The menu changes daily and generally features healthy foods that belong to the season; the summer menu, for instance, relies heavily on tomatoes, cucumbers, peppers, and melon, all brightened with fresh herbs and local cheese. Smoked Gulf snapper on a salad of minted watermelon and cucumber ($18) struck the perfect note for a 103-degree day. A puff-pastry savory tart with roasted tomatoes and eggplant ($12) evoked picnics and croquet on grass-covered lawns. Chef Jen Jackson, formerly of Lenoir and Swift's Attic, has taken a few classy old standards and injected new life into them using a modern farm-to-table sensibility. Ho-hum empanadas, for instance, thrill again when they are filled with roasted onions and shishito peppers ($12). A croissant sandwich is a novelty when pastry is flaky and the meat inside it is thin-sliced smoked duck breast accented by tart cherry jam and cabbage slaw ($16). A BLT is elevated by grilled sourdough, roasted tomatoes, herbed pesto, and mustard greens.

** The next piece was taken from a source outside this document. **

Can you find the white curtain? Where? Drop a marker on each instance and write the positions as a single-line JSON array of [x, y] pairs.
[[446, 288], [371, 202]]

Blackberry cobbler with homemade ice cream, peach upside-down cake with ginger ice cream and bourbon sauce, or blueberry tart with sweet corn ice cream ($8 each) are well-deserved after the strenuous exertions of a slow repast. Why deny yourself? The desserts are splendid.
But beware: Portions are small and prices are high. I am still baffled by how Josephine House gets away with charging $3 for bread and butter when most places offer it gratis. And I felt a bit chintzed over a chicken leg terrine ($9) served with no bread or toast. To be sure, the combination of the terrine with a sweet onion marmalade and radish pickles was divine, but it would have been nice to have something to put it all on. None of this seems to bother the West Austin leisure crowd this restaurant attracts. And in the end it didn't really bother me, because I left Josephine House feeling that I too could indulge in the fantasy of a bygone era, if only for an afternoon.